Brian buys a computer for £3100.
It depreciates at a rate of 5% per year.
How much will it be worth in 5 years?
Give your answer to the nearest penny where appropriate.
Answers
Answer:
you can either calculate 5% of each yr value and subtract it from 3100 or find effective depreciation in 5 years
effective depreciation is 22.63%
get (100-22.63)*3100/100=2398.72$
Step-by-step explanation:
Step-by-step explanation:
the computer costs 3100.
every year it loses 5% of its value.
how much will it be worth in 5 years.
if it loses 5% each year, then each succeeding year it is worth 95% of what it was the year before.

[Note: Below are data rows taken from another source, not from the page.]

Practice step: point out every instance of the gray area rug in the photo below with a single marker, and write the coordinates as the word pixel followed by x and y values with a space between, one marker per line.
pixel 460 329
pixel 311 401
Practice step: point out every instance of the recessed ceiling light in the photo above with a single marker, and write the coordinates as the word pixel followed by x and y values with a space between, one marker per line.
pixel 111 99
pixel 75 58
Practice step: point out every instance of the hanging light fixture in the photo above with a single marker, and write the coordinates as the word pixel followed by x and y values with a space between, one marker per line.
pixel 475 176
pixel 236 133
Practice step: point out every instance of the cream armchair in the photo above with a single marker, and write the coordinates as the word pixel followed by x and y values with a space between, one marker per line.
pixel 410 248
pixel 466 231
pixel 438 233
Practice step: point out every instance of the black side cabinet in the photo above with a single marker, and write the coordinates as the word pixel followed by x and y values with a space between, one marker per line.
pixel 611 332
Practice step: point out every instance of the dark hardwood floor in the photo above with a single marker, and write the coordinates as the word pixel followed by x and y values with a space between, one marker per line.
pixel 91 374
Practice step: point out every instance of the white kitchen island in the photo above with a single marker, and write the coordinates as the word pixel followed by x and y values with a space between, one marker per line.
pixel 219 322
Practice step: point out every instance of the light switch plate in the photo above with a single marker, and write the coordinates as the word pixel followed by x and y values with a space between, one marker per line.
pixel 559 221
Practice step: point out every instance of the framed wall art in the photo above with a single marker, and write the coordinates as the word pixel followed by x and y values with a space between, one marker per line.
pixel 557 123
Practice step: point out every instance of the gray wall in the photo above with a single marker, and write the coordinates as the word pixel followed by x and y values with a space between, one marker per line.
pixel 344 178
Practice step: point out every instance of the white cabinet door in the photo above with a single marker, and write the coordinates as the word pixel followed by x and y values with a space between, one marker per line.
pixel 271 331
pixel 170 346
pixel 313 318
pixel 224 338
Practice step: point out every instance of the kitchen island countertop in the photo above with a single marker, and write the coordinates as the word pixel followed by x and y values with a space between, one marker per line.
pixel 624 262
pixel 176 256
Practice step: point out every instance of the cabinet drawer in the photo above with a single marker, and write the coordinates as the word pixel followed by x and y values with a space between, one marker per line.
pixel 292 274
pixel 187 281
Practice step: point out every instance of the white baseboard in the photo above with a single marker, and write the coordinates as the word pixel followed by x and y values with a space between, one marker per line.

therefore, after 1 year is it worth .95 * what it was when you bought it.
the year after that it is worth .95 * .95.
the year after that it is worth .95 * .95 * .95.
at the end of the fifth year it is worth .95 * .95 * .95 * .95 * .95 of what it was when you bought it.
.95 ^ 5 * 3100 = 2398.720906.
the formula to use for this would be f = p * (1 + r) ^ n
f is the future value.
p is the present value.
r is the interest rate per time period (years in this case).
n is the number of time periods (years in this case).
when p = 3100 and r = -.05 and n = 5, the formula becomes:
f = 3100 * (1 - .05) ^ 5 which becomes f = 3100 * .95 ^ 5 which becomes f = 2398.720906.
to the nearest penny, the answer is 2398.72.